In his life and art, the Swiss-born Frank followed his twin muses -- intuition and imagination -- wherever they led. During a career that spanned nearly seven decades, he shifted from still to moving pictures and back again, sometimes blurring the lines between the two as he experimented with content and form.
His death was confirmed by the Pace-MacGill Gallery in Manhattan, the New York Times reported.
"The Americans," which was first published in the late 1950s, is considered one of the most influential photography books of the 20th century. Its 83 black-and-white images -- largely taken during a series of road trips -- made the ordinary seem extraordinary and established what the noted curator John Szarkowski called "a new iconography for contemporary America, comprised of bits of bus depots, lunch counters, strip developments, empty spaces, cars, and unknowable faces."
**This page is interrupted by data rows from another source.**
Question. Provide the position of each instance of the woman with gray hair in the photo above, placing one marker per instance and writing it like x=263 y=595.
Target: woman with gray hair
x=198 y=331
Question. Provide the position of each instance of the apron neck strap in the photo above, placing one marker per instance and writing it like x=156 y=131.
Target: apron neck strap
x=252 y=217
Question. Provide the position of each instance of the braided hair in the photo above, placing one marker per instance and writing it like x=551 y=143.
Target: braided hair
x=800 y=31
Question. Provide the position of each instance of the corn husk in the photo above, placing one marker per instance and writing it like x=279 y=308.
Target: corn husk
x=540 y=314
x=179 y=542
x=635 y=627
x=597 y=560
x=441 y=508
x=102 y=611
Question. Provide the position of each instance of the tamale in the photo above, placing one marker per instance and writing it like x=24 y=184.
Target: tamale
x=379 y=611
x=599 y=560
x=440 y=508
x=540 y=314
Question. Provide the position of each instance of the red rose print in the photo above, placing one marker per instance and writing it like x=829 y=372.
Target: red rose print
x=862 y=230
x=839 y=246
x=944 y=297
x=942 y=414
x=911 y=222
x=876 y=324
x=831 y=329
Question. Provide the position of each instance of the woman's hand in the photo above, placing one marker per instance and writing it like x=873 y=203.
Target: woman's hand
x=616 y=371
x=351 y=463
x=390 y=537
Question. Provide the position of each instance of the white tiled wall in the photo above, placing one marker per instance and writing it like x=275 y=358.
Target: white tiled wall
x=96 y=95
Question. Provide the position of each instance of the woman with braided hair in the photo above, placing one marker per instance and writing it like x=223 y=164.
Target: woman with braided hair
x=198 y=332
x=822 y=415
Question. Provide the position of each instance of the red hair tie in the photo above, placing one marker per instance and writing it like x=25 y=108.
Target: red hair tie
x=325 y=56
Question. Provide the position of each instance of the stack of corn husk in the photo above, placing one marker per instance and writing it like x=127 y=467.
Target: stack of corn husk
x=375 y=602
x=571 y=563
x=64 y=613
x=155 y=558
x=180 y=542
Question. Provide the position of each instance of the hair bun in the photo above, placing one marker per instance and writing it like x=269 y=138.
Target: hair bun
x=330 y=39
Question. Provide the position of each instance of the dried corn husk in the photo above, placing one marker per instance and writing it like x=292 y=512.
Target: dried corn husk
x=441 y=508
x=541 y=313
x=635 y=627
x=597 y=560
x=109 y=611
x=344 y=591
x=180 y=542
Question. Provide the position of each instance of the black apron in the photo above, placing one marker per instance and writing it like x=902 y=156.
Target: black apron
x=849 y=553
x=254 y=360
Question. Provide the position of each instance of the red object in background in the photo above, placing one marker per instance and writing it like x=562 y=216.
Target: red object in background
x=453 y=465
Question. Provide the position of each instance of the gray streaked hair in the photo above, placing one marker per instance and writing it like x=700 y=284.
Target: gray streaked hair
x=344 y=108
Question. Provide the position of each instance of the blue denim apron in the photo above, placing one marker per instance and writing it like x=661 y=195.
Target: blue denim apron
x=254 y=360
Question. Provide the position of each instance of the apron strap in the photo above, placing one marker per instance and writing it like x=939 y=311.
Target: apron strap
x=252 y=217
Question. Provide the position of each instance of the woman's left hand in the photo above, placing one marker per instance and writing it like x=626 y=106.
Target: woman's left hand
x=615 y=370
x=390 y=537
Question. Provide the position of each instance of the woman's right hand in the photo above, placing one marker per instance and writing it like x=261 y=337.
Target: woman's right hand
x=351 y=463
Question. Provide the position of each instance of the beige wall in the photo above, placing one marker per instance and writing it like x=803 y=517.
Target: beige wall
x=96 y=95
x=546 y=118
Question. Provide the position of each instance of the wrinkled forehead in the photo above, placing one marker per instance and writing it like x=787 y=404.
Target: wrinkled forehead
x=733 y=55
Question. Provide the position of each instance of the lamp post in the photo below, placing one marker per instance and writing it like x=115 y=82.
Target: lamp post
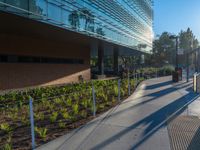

Initially derided by many critics, the book "came to be passionately embraced by younger photographers and artists, and then by the public, for its radically innovative subject matter and style," said Sarah Greenough, senior curator and head of the department of photographs at the National Gallery of Art in Washington, which has mounted two Frank exhibitions and is home to a major archive of his work.
In the '50s, the nation liked to think of itself as being as prosperous and wholesome as the picket-fenced suburbia of television shows like "Father Knows Best." Frank presented a more diverse -- and disquieting -- view. His book looked "beneath the surface of America," Greenough told The Times, "revealing issues like racism, skepticism of political leaders and a rapidly rising consumer culture that are still relevant."
The immigrant photographer had set out to produce, as he put it, "a spontaneous record of a man seeing this country for the first time." Starting in the East, he and his Leica camera captured people of different races and classes living their lives, from Southern hamlets to Midwestern metropolises to western highways. Observing what others often overlooked, he exposed undercurrents of isolation and angst, discovered beauty in unexpected places and turned mundane scenes -- a passing trolley, an elevator ride -- into telling portraits of postwar society.
Compared to classic compositions of the day, Frank's pictures looked rough, as if done on the fly, poorly lighted and oddly framed. But to admirers, such imperfections made the images feel more "true," while prompting viewers to ponder their deeper meaning.
Frank's first film, "Pull My Daisy," a 1959 Beat tale he co-directed with Alfred Leslie, is regarded as an important example of American avant-garde cinema. Many of his other works were intensely personal. "I think I became more occupied with my own life, with my own situation, instead of traveling and looking at the cities and landscape," he said in the 1986 documentary "Fire in the East: A Portrait of Robert Frank." "And I think that brought me to move away from the single image, and begin to film, where I had to tell a story."
Robert Louis Frank was born in Zurich, Switzerland, on Nov. 9, 1924. He was the younger of two sons of Hermann, a successful businessman, and Regina, the daughter of a wealthy factory owner.